Hij vraagt aan Fatma waarom zij de laatste tijd meer en meer in zichzelf gekeerd is, zich anders kleedt en afstandelijk geworden is. Zij antwoordt dat dit komt doordat de collega´s plotseling veranderd zijn. Peter zegt dat niet de collega´s maar zijzelf veranderd is, sinds ze zomaar opeens zonder enige aanleiding gevraagd heeft om in een ander bureau te zitten, hetgeen de communicatie bemoeilijkt en de relaties verandert.
Fatma geeft toe dat zij veranderd is maar dat zij probeert om een betere moslima te zijn en dat dit niet gemakkelijk is. Peter begrijpt dit natuurlijk niet omdat hij denkt dat iemand die religieuzer wordt, meer vertrouwen krijgt in zijn medemens en zich opener gaat opstellen naar de anderen toe, terwijl hij ziet dat dit bij Fatma juist omgekeerd is. Peter keert hoofdschuddend naar zijn bureau terug. Hij begrijpt er niets van.

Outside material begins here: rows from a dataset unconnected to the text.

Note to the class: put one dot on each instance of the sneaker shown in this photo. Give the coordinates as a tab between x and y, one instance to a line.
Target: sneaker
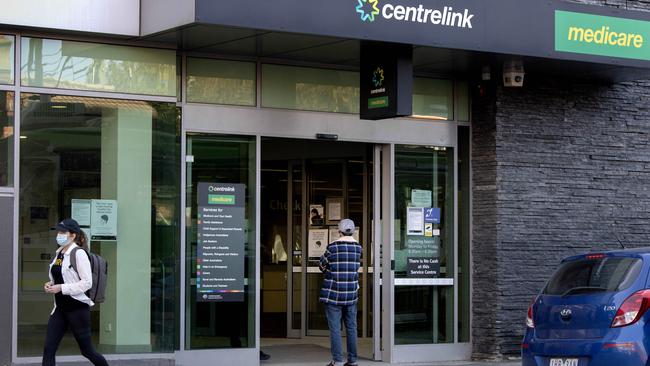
264	356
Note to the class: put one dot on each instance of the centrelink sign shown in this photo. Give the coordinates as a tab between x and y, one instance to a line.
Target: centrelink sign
369	10
551	29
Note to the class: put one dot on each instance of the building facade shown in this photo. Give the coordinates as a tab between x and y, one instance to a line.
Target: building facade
209	149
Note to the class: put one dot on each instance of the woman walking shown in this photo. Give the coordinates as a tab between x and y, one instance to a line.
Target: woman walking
69	286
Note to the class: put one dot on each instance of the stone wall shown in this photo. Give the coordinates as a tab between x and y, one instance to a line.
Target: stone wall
558	169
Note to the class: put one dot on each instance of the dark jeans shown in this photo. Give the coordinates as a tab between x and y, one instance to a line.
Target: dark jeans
79	322
349	315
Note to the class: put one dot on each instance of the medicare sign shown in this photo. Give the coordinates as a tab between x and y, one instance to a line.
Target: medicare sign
602	35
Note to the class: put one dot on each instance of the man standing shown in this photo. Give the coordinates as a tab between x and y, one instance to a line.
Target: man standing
340	264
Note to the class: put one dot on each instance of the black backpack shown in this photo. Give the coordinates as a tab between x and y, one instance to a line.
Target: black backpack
99	269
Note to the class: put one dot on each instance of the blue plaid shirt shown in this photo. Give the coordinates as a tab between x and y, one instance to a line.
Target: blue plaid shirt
340	264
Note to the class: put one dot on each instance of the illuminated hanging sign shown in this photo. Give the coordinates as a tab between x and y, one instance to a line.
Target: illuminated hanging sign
386	80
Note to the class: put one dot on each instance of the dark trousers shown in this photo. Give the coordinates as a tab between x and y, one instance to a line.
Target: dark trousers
79	322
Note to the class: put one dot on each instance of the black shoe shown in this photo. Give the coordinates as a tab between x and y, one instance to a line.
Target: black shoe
264	356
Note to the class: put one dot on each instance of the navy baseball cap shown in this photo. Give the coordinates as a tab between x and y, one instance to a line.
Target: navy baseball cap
68	225
346	226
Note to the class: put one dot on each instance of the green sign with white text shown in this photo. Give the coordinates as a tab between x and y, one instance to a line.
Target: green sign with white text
602	35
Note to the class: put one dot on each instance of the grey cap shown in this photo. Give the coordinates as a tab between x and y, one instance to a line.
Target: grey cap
346	226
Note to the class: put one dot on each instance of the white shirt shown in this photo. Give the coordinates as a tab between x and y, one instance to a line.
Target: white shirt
74	285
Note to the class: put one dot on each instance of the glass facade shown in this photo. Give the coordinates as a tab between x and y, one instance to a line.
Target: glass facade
6	138
61	64
7	59
310	89
424	310
76	151
221	81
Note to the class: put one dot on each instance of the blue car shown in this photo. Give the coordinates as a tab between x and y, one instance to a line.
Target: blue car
592	312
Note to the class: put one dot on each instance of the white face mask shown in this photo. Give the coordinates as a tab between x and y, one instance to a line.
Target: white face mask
61	239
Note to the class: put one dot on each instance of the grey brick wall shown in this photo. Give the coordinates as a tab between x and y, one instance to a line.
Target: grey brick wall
557	167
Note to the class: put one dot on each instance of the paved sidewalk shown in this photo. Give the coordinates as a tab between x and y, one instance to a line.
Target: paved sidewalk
319	355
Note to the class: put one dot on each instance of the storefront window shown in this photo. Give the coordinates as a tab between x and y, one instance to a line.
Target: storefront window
310	89
6	59
61	64
221	238
220	82
76	151
424	245
6	138
433	98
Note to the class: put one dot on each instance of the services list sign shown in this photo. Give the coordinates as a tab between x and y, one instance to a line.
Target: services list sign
221	237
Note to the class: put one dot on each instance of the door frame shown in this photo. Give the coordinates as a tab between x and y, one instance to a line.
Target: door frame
258	122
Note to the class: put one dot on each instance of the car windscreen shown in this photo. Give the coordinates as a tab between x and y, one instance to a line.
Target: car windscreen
592	275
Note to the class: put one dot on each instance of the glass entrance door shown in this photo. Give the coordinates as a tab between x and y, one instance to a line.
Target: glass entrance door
424	316
303	200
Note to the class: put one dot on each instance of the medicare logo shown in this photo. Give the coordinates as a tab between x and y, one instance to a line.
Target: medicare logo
370	9
378	77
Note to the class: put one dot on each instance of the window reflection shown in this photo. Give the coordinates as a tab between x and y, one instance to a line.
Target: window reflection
91	66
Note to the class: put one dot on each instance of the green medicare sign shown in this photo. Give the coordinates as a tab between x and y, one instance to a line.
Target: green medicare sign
602	35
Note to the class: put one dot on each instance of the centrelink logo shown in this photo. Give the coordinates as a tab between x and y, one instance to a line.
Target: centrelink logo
369	10
378	77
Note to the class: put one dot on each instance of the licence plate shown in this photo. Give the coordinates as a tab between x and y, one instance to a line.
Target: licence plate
563	362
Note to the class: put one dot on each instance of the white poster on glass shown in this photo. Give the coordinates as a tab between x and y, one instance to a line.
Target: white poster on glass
414	221
317	242
103	220
81	211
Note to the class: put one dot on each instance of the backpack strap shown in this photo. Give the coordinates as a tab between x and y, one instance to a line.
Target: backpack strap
73	258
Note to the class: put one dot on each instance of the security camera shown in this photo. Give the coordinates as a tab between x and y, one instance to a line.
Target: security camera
513	73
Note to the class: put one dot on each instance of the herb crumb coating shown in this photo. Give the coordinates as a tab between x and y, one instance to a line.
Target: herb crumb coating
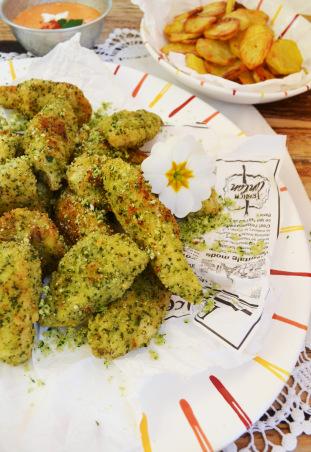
96	271
76	219
49	141
20	287
18	185
38	229
147	221
31	96
85	179
130	322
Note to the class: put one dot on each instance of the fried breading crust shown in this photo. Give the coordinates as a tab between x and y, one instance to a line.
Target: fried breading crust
151	225
131	321
38	229
50	139
95	271
121	134
10	145
18	185
20	287
85	179
31	96
77	220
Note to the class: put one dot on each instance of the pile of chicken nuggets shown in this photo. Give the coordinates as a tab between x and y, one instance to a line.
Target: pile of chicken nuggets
74	206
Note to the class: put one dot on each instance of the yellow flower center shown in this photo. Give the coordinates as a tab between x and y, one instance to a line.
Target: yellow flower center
178	176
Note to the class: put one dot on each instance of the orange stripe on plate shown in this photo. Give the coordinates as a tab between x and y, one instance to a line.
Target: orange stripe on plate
180	107
209	118
145	440
116	70
160	94
12	70
302	326
194	424
139	85
298	227
276	14
285	273
274	369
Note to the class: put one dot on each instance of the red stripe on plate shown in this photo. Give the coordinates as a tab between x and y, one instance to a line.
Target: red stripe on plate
194	424
209	118
302	326
289	25
139	85
116	70
180	107
285	273
231	401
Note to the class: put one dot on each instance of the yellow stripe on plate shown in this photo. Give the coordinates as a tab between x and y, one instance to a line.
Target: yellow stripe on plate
12	70
159	96
276	14
275	370
145	434
298	227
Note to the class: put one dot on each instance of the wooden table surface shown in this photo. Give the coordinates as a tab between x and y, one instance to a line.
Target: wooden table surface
291	117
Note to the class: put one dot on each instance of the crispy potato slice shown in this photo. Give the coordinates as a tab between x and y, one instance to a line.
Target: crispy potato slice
179	47
257	17
215	9
223	30
241	15
246	78
284	57
183	37
261	74
235	44
215	51
197	24
255	45
196	63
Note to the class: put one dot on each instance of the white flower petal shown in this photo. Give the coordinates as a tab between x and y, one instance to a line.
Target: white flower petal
200	188
158	182
168	198
156	163
182	148
201	163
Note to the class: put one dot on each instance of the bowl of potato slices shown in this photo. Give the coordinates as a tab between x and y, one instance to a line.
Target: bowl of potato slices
248	52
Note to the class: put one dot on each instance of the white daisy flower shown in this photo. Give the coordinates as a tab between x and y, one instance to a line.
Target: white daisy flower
180	171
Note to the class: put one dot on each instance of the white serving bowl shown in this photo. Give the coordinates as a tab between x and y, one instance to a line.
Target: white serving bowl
217	87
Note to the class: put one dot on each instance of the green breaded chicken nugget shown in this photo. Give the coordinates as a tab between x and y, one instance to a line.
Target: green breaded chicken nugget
20	287
18	185
145	219
96	271
131	321
49	141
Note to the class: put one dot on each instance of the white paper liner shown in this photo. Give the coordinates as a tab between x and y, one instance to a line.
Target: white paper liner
76	401
157	13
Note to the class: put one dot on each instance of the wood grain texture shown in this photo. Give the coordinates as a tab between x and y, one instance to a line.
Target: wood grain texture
291	117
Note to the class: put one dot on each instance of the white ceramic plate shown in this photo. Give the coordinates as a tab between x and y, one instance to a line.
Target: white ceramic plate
83	407
286	23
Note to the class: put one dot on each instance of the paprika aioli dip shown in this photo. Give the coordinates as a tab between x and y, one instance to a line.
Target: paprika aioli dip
56	15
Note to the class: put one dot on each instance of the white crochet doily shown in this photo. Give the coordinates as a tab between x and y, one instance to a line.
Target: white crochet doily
292	407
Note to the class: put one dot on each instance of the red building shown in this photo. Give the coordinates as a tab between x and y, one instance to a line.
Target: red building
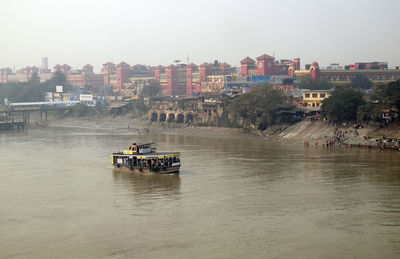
378	76
247	65
123	73
265	65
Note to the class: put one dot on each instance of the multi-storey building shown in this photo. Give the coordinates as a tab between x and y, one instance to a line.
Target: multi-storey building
376	72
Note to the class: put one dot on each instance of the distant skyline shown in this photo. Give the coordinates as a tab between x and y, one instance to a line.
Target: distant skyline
154	32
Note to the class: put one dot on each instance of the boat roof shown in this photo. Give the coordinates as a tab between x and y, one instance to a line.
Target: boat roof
149	155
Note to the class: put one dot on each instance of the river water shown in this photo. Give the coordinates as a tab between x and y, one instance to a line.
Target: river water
235	198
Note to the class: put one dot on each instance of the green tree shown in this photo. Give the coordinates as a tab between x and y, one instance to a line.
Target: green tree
361	82
153	89
342	105
314	84
257	103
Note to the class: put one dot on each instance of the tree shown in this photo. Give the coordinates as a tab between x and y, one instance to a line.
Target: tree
314	84
342	105
153	89
258	102
361	82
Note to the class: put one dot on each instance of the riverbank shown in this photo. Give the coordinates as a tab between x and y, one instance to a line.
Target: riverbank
312	132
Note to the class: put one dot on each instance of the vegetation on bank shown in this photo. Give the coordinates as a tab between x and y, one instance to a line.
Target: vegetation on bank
255	107
348	104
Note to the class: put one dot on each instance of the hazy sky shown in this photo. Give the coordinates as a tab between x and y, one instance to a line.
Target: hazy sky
156	32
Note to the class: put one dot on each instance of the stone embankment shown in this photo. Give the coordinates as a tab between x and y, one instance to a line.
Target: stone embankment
320	132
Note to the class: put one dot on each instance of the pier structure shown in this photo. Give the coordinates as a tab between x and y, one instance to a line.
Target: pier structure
189	110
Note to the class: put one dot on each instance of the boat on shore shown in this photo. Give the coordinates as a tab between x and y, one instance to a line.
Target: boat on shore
143	158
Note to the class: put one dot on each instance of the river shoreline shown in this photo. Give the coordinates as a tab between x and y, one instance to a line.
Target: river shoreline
311	133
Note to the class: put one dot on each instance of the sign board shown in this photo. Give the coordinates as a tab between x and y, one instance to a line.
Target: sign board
86	97
48	95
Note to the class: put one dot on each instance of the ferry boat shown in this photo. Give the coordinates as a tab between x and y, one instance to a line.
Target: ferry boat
143	158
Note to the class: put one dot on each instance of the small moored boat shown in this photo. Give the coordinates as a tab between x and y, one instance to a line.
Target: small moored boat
144	158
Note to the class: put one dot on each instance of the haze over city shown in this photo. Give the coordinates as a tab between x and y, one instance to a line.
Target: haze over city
158	32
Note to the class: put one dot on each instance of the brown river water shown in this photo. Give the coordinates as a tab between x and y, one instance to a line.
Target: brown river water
235	198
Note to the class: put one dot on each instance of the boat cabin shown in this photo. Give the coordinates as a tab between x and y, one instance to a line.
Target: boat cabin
139	149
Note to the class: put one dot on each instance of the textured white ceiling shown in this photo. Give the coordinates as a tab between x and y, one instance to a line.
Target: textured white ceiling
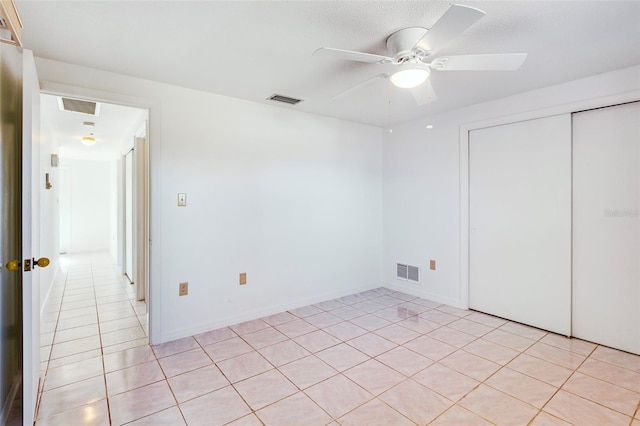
251	50
114	129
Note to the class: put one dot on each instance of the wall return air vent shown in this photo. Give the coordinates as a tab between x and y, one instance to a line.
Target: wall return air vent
78	105
284	99
407	272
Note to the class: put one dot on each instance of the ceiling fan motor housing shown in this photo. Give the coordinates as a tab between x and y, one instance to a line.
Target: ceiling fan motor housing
400	44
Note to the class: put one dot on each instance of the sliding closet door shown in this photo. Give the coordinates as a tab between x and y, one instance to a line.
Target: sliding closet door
520	222
606	238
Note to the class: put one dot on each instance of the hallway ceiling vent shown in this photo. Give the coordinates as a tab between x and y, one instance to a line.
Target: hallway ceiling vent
78	105
284	99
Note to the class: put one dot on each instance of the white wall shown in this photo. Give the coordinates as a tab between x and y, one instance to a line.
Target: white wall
90	192
49	208
292	199
422	181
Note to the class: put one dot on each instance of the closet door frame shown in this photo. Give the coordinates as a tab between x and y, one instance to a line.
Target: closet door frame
464	164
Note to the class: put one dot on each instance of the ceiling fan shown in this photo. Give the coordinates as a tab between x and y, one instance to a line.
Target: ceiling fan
411	51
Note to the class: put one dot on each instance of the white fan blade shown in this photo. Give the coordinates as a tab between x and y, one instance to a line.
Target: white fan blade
489	62
360	85
349	55
454	21
423	94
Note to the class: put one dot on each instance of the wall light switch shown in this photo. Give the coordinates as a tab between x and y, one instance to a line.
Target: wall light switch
184	289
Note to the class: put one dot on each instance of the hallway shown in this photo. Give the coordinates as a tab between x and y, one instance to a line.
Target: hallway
90	317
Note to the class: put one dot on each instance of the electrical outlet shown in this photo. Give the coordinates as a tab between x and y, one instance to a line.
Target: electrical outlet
184	289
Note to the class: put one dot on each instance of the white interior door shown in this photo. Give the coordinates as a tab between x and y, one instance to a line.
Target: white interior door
139	217
606	224
520	222
128	215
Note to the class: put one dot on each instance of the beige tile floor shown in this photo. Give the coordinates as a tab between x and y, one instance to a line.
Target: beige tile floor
375	358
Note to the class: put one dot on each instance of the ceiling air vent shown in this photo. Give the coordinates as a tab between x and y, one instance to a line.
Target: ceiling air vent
78	105
284	99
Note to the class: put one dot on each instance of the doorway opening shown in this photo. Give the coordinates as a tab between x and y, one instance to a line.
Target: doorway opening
102	193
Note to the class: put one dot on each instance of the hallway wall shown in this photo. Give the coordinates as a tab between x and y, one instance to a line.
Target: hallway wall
292	199
86	207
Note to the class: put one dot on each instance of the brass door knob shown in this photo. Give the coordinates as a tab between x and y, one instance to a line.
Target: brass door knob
43	262
13	265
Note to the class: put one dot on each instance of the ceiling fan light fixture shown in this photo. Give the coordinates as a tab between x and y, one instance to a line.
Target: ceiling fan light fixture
409	78
88	140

Fatma krijgt hier echt een slecht gevoel van. Zij meldt dit aan Chantal, die zegt dat zij zich geen zorgen dient te maken. De Islam volgen in België is inderdaad soms een lijdensweg, maar zij raadt Fatma aan om door te zetten.
Fatma moet zich gewoon bewust zijn van het feit dat de Belgen zich massaal van hun katholieke religie afgewend hebben en nu jaloers zijn op de moslims. Er bestaan zoveel misverstanden over de Islam en zodra een moslim zich religieus begint te gedragen, worden de Belgen gewoon agressief.
Gelukkig is er het CGKR dat het opneemt voor de moslims wanneer zij met racisme geconfronteerd worden. Fatma knikt instemmend. Chantal heeft gewoon gelijk. Zij heeft inderdaad al meer ervaring met agressie tegen moslims omdat zij al langer een hoofddoek draagt.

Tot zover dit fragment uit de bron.